京都大学(京大)は5月21日、マラソンなどの長時間の激しい運動が、血中の免疫細胞動態を変化させ、抗ウイルス免疫の増強にも減弱にも作用し得ることを、動物モデルを使った実験で突き止めたと発表した。
同成果は、京大大学院 医学研究科の足立晃正助教(現: 京都医療センター医師)、同・本田哲也講師(現:浜松医科大学教授)、同・椛島健治教授らの研究チームによるもの。詳細は、国際学術誌「The Journal of Allergy and Clinical Immunology」にオンライン掲載された。
一般的に、スポーツはメタボリックシンドロームなどの生活習慣病に有効とされ、老若男女問わず身体を動かすことが推奨されており、激しい運動をしている人の方が風邪をひきにくくなるというデータもある。
そのため、スポーツ選手などは健康そうに思われるが、マラソンなどの長時間の激しい運動後にランナーが風邪をひきやすくなるなど、激しい運動は抗ウイルス免疫を低下させる可能性も多く報告されており、長時間の激しい運動が抗ウイルス免疫に良い影響を及ぼすのか、悪い影響を及ぼすのかについては長年にわたって議論が続けられており、決着がついていないという。
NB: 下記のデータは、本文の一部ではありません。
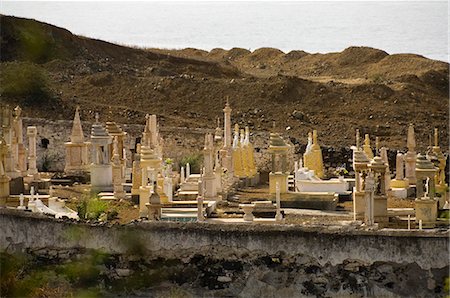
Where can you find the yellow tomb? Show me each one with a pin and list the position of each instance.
(313, 157)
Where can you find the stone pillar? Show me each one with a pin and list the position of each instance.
(384, 156)
(378, 167)
(32, 134)
(119, 192)
(426, 206)
(4, 179)
(136, 174)
(238, 162)
(360, 166)
(182, 175)
(366, 147)
(399, 181)
(277, 149)
(226, 151)
(410, 169)
(278, 215)
(21, 151)
(209, 178)
(369, 200)
(313, 157)
(200, 214)
(188, 170)
(77, 162)
(441, 160)
(154, 206)
(101, 168)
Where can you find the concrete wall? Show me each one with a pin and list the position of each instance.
(428, 250)
(239, 260)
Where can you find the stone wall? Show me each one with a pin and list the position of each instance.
(248, 260)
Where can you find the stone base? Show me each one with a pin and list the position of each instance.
(426, 210)
(135, 199)
(315, 201)
(380, 209)
(144, 198)
(404, 183)
(399, 193)
(16, 186)
(411, 191)
(282, 180)
(101, 178)
(359, 204)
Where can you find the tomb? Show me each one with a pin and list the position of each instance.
(410, 157)
(426, 205)
(4, 179)
(400, 182)
(115, 131)
(21, 154)
(439, 180)
(226, 153)
(32, 168)
(378, 167)
(313, 157)
(117, 170)
(154, 205)
(279, 174)
(209, 178)
(239, 166)
(77, 149)
(366, 147)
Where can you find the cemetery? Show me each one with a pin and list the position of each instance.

また、激しい運動をすると血液中の白血球数が一過性に変動することも知られているが、その変動が抗ウイルス免疫にどのように関連するのかも不明だったとする。そのため、研究チームは激しい運動が抗ウイルス免疫に対して良いのか悪いのかについて検討し、さらにそのメカニズムを解明するために今回の研究を実施することにしたという。
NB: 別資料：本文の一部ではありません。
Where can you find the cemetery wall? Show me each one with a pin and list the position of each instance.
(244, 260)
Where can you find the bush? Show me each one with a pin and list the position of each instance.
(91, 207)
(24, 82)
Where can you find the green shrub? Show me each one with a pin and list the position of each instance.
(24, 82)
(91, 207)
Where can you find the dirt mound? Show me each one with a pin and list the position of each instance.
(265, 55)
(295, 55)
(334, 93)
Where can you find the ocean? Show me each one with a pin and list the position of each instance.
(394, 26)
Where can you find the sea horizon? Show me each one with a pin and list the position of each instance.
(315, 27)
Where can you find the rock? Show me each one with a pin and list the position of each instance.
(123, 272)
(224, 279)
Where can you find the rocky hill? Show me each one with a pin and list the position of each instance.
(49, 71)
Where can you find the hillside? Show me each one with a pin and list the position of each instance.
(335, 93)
今回の実験では、ヘルペスウイルスに感染させたマウスに激しい運動をさせ、それがウイルス感染症状にどのように作用するかについて、さまざまな条件で検討が行われた。
その結果、ウイルスを感染させてから8時間後に、長時間の激しい運動をしたマウスでは、抗ウイルス免疫が増強してヘルペスウイルス感染症状が軽減していることが確認されたが、ウイルス感染させてから17時間後に長時間の激しい運動をしたマウスでは、逆に抗ウイルス免疫が低下してヘルペスウイルス感染症状が増悪することも見出されたという。
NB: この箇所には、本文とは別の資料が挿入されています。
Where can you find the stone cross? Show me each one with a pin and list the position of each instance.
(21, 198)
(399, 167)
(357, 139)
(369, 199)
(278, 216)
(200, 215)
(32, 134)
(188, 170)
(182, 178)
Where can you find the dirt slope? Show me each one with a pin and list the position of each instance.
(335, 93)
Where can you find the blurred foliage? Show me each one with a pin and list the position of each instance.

そこで運動による血液中における免疫細胞の変動を調べたところ、運動中に抗ウイルス免疫細胞「形質細胞様樹状細胞」(pDC)が血液中から骨髄へと移動し、血液中のpDC数が一過性に減少することが確認された。その結果、感染局所に浸潤するpDC数が低下し、十分なウイルス防御能を発揮できず、感染症が悪化することが明らかとなったのである。
一方で、運動が終わってから6~12時間後には血液中のpDC数は一過性に上昇し、感染局所へのpDC浸潤数も増加し、ウイルス防御能が増強されて、感染症が改善することも確かめられた。つまり、ウイルスに曝露(感染)したタイミングと、激しい運動をするタイミングの問題となるようだ。
そして、これらのpDCの血液中での挙動は、運動中に副腎皮質から産生されるホルモン「グルココルチコイド」が原因であることが判明。この研究成果により、マラソンなどの長時間の激しい運動が抗ウイルス免疫に及ぼす影響とそのメカニズムの一部が解明されることとなった。運動が抗ウイルス免疫に与える影響は、ウイルス曝露からのタイミングによって正にも負にも作用し得る。運動が人の健康に与える影響を理解するうえで、今回の研究結果は重要な意義を持つと考えられるとしている。
また今回の研究結果は、運動により抗ウイルス免疫を効果的に増強させる治療や予防戦略に応用できる可能性があるという。今後は、ヘルペスウイルス以外のウイルス感染症での検討や、人でも同様の現象が起きているのかを確認する必要があるとしている。